Among the launches are several new systems that could prove significant for proteomics, including new technologies from Sciex and Waters, and from Bruker the first mass spec platform marketed specifically for single-cell proteomics. Thermo Fisher Scientific released a new instrument aimed at small molecule work as well as a new version of its FAIMS device.

Bruker's single-cell instrument, called the Bruker timsTOF SCP, is a version of the company's timsTOF system optimized for high-sensitivity analyses of very small sample sizes, down to single cells. The platform is based on work done by Bruker in collaboration with the lab of Max Planck Institute of Biochemistry professor Matthias Mann, in which they modified a timsTOF Pro by introducing a brighter ion source and different ion optics elements to produce an ion current 4.7-fold higher than that of an unmodified instrument, allowing them to analyze single cells with high sensitivity.

Using the instrument, they managed to identify more than 1,200 proteins in single cells. According to Bruker, the new commercial version of the instrument offers fivefold higher ion transmission and has shown the ability to quantify roughly 1,500 proteins in single-cell samples.

As its name implies, the instrument is intended specifically for small sample sizes, said Gary Kruppa, vice president of proteomics at Bruker, noting that while it offers higher sensitivity at the low end, it does not have the dynamic range that would be required to effectively analyze both very small samples at that sensitivity level as well as larger samples.

The instrument allows for a label-free form of single-cell proteomics, which is an alternative to the isobaric labeling-based methods that have been most commonly used for single-cell measurements to date. In labeling-based methods, researchers label peptides from both the single-cell sample of interest and another, larger sample source (such as dozens or hundreds of cells of equivalent type) termed the "carrier proteome." By including the carrier proteome sample, they are able to ensure that even analytes present only at low abundance in the single-cell samples are present in relatively high abundance in the overall sample, making them more likely to be fragmented and detected by the mass spec.

Kruppa said that Bruker and its collaborators are also exploring isobaric labeling-based single-cell approaches on the timsTOF SCP instrument, noting that even if a carrier proteome weren't necessary to achieve the desired sensitivity, isobaric labeling would allow for higher throughput — a key concern for single-cell mass spec experiments.
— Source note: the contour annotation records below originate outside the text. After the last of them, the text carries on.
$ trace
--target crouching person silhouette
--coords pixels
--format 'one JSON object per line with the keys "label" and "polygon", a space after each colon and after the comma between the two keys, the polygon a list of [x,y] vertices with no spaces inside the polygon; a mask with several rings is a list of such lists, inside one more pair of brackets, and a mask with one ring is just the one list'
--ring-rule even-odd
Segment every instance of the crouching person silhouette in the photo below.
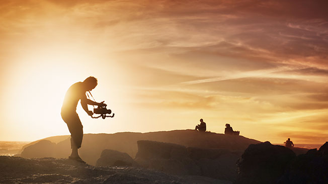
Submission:
{"label": "crouching person silhouette", "polygon": [[76,106],[80,100],[81,106],[89,116],[93,113],[89,110],[88,105],[102,106],[100,103],[94,102],[87,98],[86,93],[91,91],[98,84],[97,79],[92,76],[87,78],[83,82],[78,82],[72,85],[66,93],[64,102],[61,107],[61,117],[67,125],[70,133],[70,145],[72,153],[68,157],[70,159],[86,163],[78,155],[78,149],[81,147],[83,138],[83,126],[76,113]]}

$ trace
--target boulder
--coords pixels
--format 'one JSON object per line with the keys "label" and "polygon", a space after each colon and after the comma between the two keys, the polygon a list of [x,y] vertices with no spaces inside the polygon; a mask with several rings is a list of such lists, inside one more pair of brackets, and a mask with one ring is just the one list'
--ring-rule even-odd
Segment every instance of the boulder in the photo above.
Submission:
{"label": "boulder", "polygon": [[138,152],[136,158],[173,158],[181,160],[187,155],[187,148],[178,144],[147,140],[138,141],[137,144]]}
{"label": "boulder", "polygon": [[269,142],[251,144],[238,159],[236,183],[276,183],[296,157],[290,149]]}
{"label": "boulder", "polygon": [[21,156],[23,158],[54,157],[56,156],[56,143],[42,140],[35,144],[26,147]]}
{"label": "boulder", "polygon": [[137,141],[135,161],[143,167],[177,175],[198,175],[233,180],[239,151],[221,149],[186,148],[151,141]]}
{"label": "boulder", "polygon": [[287,167],[279,184],[328,183],[328,143],[319,150],[309,150],[297,156]]}
{"label": "boulder", "polygon": [[96,163],[96,166],[131,166],[133,159],[127,153],[105,149]]}

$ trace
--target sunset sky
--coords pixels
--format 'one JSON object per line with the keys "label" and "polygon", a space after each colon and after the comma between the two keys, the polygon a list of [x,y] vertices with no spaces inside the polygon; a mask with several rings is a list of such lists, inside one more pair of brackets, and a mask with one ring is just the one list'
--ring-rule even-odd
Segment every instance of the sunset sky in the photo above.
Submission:
{"label": "sunset sky", "polygon": [[94,97],[115,117],[92,119],[79,104],[85,133],[194,129],[203,118],[212,132],[229,123],[261,141],[322,144],[327,4],[2,1],[0,140],[69,135],[65,93],[94,76]]}

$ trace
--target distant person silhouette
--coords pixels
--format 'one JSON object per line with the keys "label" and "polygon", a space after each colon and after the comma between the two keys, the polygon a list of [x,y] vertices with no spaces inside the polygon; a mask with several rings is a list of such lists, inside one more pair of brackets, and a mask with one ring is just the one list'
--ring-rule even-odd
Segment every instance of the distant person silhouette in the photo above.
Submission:
{"label": "distant person silhouette", "polygon": [[230,126],[230,124],[225,124],[225,129],[224,129],[224,134],[239,135],[239,131],[234,131],[232,127]]}
{"label": "distant person silhouette", "polygon": [[86,163],[78,155],[77,149],[81,147],[83,138],[83,126],[76,113],[77,103],[80,100],[81,106],[89,116],[93,113],[89,110],[88,105],[101,105],[104,103],[94,102],[87,98],[86,93],[91,91],[98,84],[97,79],[92,76],[87,78],[83,82],[76,82],[69,87],[64,99],[61,107],[61,117],[66,123],[70,133],[70,145],[72,153],[68,158]]}
{"label": "distant person silhouette", "polygon": [[285,144],[285,147],[289,149],[292,149],[294,147],[294,143],[293,143],[293,141],[290,140],[290,138],[288,138],[284,143]]}
{"label": "distant person silhouette", "polygon": [[199,120],[200,124],[198,125],[195,128],[195,130],[198,130],[200,132],[205,132],[206,131],[206,123],[203,121],[202,119]]}

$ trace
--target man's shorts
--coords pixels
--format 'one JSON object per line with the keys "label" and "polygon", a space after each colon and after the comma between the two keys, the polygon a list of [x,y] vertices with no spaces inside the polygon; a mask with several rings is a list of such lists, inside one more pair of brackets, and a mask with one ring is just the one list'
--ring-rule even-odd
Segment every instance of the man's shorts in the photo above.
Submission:
{"label": "man's shorts", "polygon": [[72,140],[77,148],[81,147],[83,138],[83,126],[76,112],[62,113],[61,118],[66,123],[70,132],[71,145]]}

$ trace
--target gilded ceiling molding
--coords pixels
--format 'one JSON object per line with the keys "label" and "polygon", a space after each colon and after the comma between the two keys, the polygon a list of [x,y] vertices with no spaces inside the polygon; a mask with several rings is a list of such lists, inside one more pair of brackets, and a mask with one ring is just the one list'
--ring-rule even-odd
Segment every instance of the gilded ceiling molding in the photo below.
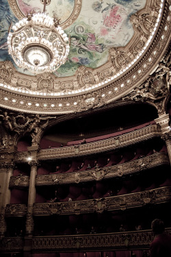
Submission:
{"label": "gilded ceiling molding", "polygon": [[171,85],[171,51],[159,63],[148,79],[141,86],[134,88],[122,100],[142,101],[153,105],[158,114],[165,112],[166,101],[169,98]]}
{"label": "gilded ceiling molding", "polygon": [[169,202],[171,187],[165,186],[127,195],[117,195],[83,201],[34,204],[34,216],[79,215],[116,210],[124,210],[130,208]]}
{"label": "gilded ceiling molding", "polygon": [[[94,180],[100,181],[103,179],[118,178],[133,174],[136,172],[164,164],[170,165],[168,155],[163,153],[157,153],[122,164],[97,168],[90,171],[75,171],[69,173],[38,175],[36,178],[36,186],[52,186],[70,183],[79,184]],[[17,186],[28,186],[28,177],[11,177],[10,187]]]}
{"label": "gilded ceiling molding", "polygon": [[[88,110],[91,101],[97,103],[103,99],[103,104],[107,103],[123,97],[133,88],[137,88],[153,72],[169,48],[171,26],[168,1],[164,2],[162,17],[156,31],[153,31],[152,41],[149,41],[153,38],[151,29],[158,20],[161,3],[158,0],[148,1],[145,8],[131,16],[136,33],[126,47],[111,49],[109,61],[101,67],[94,70],[87,69],[87,73],[81,71],[76,77],[54,77],[54,80],[53,75],[50,76],[51,79],[47,75],[42,79],[42,82],[38,76],[21,74],[15,69],[10,73],[11,83],[5,76],[0,76],[1,106],[39,114],[75,112],[82,111],[81,108],[78,108],[80,101],[83,109]],[[125,68],[126,64],[129,69]],[[3,67],[3,73],[5,73],[5,64],[1,62],[1,65]],[[114,77],[108,79],[106,77],[108,74],[114,74]],[[96,82],[94,85],[93,82]],[[91,94],[96,92],[95,97],[83,99],[81,96],[87,91]],[[92,109],[98,106],[92,103]]]}
{"label": "gilded ceiling molding", "polygon": [[[8,3],[13,11],[14,15],[16,16],[16,18],[18,19],[18,20],[21,20],[25,16],[21,12],[20,10],[16,0],[10,0],[8,1]],[[70,26],[71,24],[73,24],[75,21],[78,18],[78,16],[79,14],[79,12],[81,11],[82,5],[82,0],[75,0],[75,6],[73,12],[70,15],[69,18],[67,19],[66,21],[64,22],[60,23],[60,27],[62,27],[63,29],[66,29],[68,26]],[[42,5],[42,10],[43,10],[43,5]]]}

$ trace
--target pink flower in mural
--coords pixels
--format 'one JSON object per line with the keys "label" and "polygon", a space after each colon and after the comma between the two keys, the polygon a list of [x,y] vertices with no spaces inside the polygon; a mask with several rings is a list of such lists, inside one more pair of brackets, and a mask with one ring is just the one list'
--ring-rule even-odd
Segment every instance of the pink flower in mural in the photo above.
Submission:
{"label": "pink flower in mural", "polygon": [[72,61],[74,62],[79,62],[79,58],[77,58],[77,57],[73,57],[71,58]]}
{"label": "pink flower in mural", "polygon": [[101,28],[101,36],[106,36],[108,34],[108,32],[105,27]]}

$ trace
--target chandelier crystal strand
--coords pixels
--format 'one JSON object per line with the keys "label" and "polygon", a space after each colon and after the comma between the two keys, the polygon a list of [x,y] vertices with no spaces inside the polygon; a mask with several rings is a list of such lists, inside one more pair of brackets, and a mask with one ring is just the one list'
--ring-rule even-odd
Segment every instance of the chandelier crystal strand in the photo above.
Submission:
{"label": "chandelier crystal strand", "polygon": [[56,18],[45,12],[29,14],[12,30],[8,51],[18,67],[36,74],[53,72],[65,63],[70,40]]}

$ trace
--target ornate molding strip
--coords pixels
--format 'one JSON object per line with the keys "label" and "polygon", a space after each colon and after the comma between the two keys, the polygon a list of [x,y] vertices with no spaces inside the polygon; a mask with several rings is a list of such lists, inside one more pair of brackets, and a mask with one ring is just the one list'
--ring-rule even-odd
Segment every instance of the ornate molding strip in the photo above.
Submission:
{"label": "ornate molding strip", "polygon": [[25,204],[8,204],[5,208],[5,217],[25,216],[27,210]]}
{"label": "ornate molding strip", "polygon": [[159,125],[154,124],[120,136],[85,145],[40,150],[38,154],[38,159],[61,159],[97,154],[118,149],[161,135]]}
{"label": "ornate molding strip", "polygon": [[14,186],[28,187],[29,185],[29,178],[25,175],[12,176],[10,178],[10,188]]}
{"label": "ornate molding strip", "polygon": [[4,237],[0,241],[0,253],[21,252],[24,247],[24,238],[21,237]]}
{"label": "ornate molding strip", "polygon": [[[36,177],[36,185],[50,186],[70,183],[78,184],[93,180],[98,181],[103,179],[121,177],[163,164],[170,164],[168,155],[163,153],[158,153],[122,164],[91,169],[90,171],[54,175],[38,175]],[[27,178],[27,180],[28,182],[29,179]],[[17,178],[12,177],[10,186],[16,186],[18,185],[17,183],[18,183]],[[19,185],[21,186],[21,184]]]}
{"label": "ornate molding strip", "polygon": [[34,204],[33,213],[35,216],[53,215],[79,215],[104,210],[125,210],[148,204],[168,202],[171,199],[171,186],[90,200]]}
{"label": "ornate molding strip", "polygon": [[[12,1],[14,1],[14,0]],[[59,81],[59,78],[57,78],[54,86],[55,84],[57,88],[67,88],[68,86],[72,88],[74,87],[75,93],[73,95],[65,95],[64,90],[61,91],[59,97],[57,95],[57,96],[55,95],[57,94],[57,92],[52,92],[51,94],[54,94],[53,96],[51,96],[49,93],[49,95],[44,97],[39,95],[38,97],[29,95],[29,94],[22,94],[22,101],[21,101],[20,91],[12,90],[12,88],[15,88],[18,85],[21,91],[25,91],[25,89],[34,91],[37,86],[37,79],[21,75],[13,67],[12,77],[9,82],[8,80],[8,82],[4,80],[3,77],[1,78],[3,83],[8,82],[8,86],[11,86],[11,89],[8,90],[5,87],[0,88],[1,106],[2,107],[8,106],[12,110],[18,110],[19,109],[20,111],[29,111],[29,112],[34,113],[36,112],[42,114],[70,113],[81,110],[80,103],[84,103],[83,108],[89,109],[90,101],[92,101],[90,106],[94,108],[96,107],[96,102],[98,99],[103,98],[103,103],[109,103],[123,96],[126,92],[140,86],[146,79],[147,76],[153,73],[157,66],[159,60],[164,57],[170,40],[170,10],[168,0],[164,2],[162,8],[162,17],[160,19],[160,23],[157,26],[156,31],[153,32],[153,35],[150,36],[152,33],[151,28],[154,27],[155,21],[157,20],[157,13],[160,10],[161,3],[158,0],[150,1],[146,5],[148,9],[147,12],[142,10],[142,12],[132,16],[132,23],[135,27],[135,31],[137,32],[135,33],[135,38],[133,37],[127,47],[117,48],[116,53],[116,51],[113,49],[110,54],[111,60],[103,66],[93,71],[92,76],[96,79],[97,85],[98,85],[98,82],[100,82],[100,85],[97,88],[94,86],[94,87],[90,87],[90,97],[85,98],[81,90],[81,92],[77,90],[79,81],[75,79],[75,77],[72,77],[68,79],[63,77],[60,79],[60,81]],[[146,44],[147,47],[146,47]],[[142,56],[139,56],[138,53],[140,53]],[[119,58],[119,57],[121,58]],[[134,62],[136,58],[137,58],[137,61]],[[118,59],[120,60],[120,62],[118,62]],[[4,62],[0,64],[0,66],[1,69],[6,73],[6,70],[8,72],[9,69],[5,68]],[[133,64],[131,65],[132,62]],[[127,66],[128,63],[130,64],[131,67],[126,71],[125,66],[126,68],[129,66]],[[117,72],[119,74],[118,77],[115,77],[114,76],[112,79],[107,79],[107,77],[109,77]],[[8,77],[10,77],[10,75]],[[25,80],[28,83],[25,83]],[[92,103],[94,93],[96,95],[95,104]]]}
{"label": "ornate molding strip", "polygon": [[[171,233],[171,228],[166,230]],[[80,236],[34,237],[34,252],[69,252],[95,249],[127,249],[148,248],[153,240],[151,230],[142,230],[124,233],[96,234]]]}

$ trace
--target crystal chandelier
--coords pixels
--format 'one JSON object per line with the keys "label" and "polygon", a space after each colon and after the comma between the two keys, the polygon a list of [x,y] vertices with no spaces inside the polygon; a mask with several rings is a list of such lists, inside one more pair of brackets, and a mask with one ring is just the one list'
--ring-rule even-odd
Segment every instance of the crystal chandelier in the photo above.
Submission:
{"label": "crystal chandelier", "polygon": [[[34,74],[53,72],[64,64],[70,40],[59,20],[45,13],[29,14],[10,28],[8,51],[16,65]],[[11,29],[13,32],[11,32]]]}

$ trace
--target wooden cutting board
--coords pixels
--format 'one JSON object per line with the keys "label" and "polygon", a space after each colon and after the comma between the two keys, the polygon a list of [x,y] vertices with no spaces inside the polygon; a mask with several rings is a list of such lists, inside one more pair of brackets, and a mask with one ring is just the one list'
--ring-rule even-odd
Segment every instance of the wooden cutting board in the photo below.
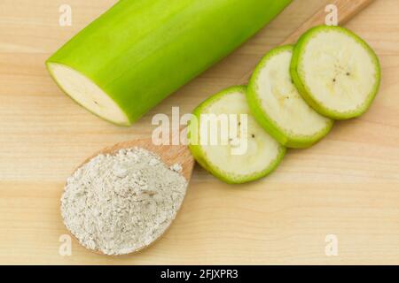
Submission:
{"label": "wooden cutting board", "polygon": [[[371,111],[338,123],[306,150],[291,150],[269,178],[225,185],[196,167],[171,229],[135,256],[110,258],[72,243],[59,215],[65,179],[118,142],[148,137],[155,113],[190,112],[234,85],[262,55],[328,1],[296,0],[231,56],[130,128],[107,124],[56,87],[43,62],[114,0],[0,4],[0,264],[399,264],[399,1],[378,0],[348,27],[375,48],[383,67]],[[332,235],[329,238],[328,235]],[[60,238],[61,237],[61,238]],[[338,240],[338,256],[327,256]]]}

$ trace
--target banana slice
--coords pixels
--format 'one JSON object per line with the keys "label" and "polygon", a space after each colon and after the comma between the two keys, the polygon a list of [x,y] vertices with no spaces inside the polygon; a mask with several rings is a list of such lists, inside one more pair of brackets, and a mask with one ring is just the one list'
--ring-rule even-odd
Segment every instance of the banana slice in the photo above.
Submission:
{"label": "banana slice", "polygon": [[189,147],[195,159],[227,183],[267,175],[286,153],[249,114],[246,92],[246,87],[233,87],[211,96],[194,110],[190,122]]}
{"label": "banana slice", "polygon": [[379,88],[380,66],[374,51],[354,33],[320,26],[295,45],[291,76],[317,111],[347,119],[369,109]]}
{"label": "banana slice", "polygon": [[309,106],[290,76],[293,47],[269,52],[256,67],[246,98],[256,120],[281,144],[307,148],[331,130],[333,121]]}

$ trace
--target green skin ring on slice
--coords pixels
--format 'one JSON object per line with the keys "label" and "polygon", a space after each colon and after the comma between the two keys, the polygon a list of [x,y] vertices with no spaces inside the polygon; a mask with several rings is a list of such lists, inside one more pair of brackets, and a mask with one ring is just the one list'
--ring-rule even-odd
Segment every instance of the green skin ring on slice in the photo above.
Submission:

Additionally, he noted that the sensitivity of the instrument could allow it to use smaller collections of carrier cells to enhance an experiment's sensitivity while still managing good quantitation.

Besides proteomics labs, Bruker expects the platform will find a market at centers doing single-cell genomics and transcriptomics, many of which have been closely watching developments in single-cell proteomics, Kruppa said.

"We have seen that as the early [single-cell proteomics] labs have shown this is possible and started cranking out results, there has been tremendous interest from people doing single-cell genomics and single-cell RNA-seq in adding single-cell proteomics to their portfolio," he said. "A lot of places have set up single-cell research centers and they want to add proteomics."

Christopher Rose, a senior scientist at Genentech, said in an email that the introduction of the instrument was "very exciting" given its potential for improving analysis of small proteomic samples.

"There are many applications related to low-level samples where these advances could prove useful, including important translational experiment types such as the analysis of MHC-associated peptides," he said. "We are constantly being asked to analyze smaller and smaller cell populations, and the introduction of instruments with increased sensitivity always piques our interest."

Stefan Tenzer, a professor at the Institute for Immunology at the University Medical Center of the Johannes-Gutenberg University Mainz, said that his lab had acquired a timsTOF SCP and that he was interested in putting the instrument's high sensitivity toward phosphoproteomic analysis of very small cell populations.

Tenzer's lab also acquired Bruker's other new release, an updated version of the company's timsTOF Pro, the timsTOF Pro 2, which it is also using for phosphoproteomics work.

Tenzer said that, regarding phosphoproteomics, the timsTOF Pro 2's ion mobility capabilities provide "information that you cannot really get in that detail with other instrument types."

He highlighted in particular the case of isobaric phosphorylations, where a peptide may contain either of two different phosphorylation sites that are difficult to distinguish with traditional LC-MS workflows.

"The parent mass is exactly the same and they have very similar [LC] retention times, so you often get chimeric spectra of both phosphorylation site isomers," Tenzer said.

"We've seen that a number of these [isobaric] phosphopeptides are actually pretty nicely separated in the gas phase by ion mobility," he said. "That's a huge benefit in terms of both coverage and confidence in our identification that we actually have the right phosphosite."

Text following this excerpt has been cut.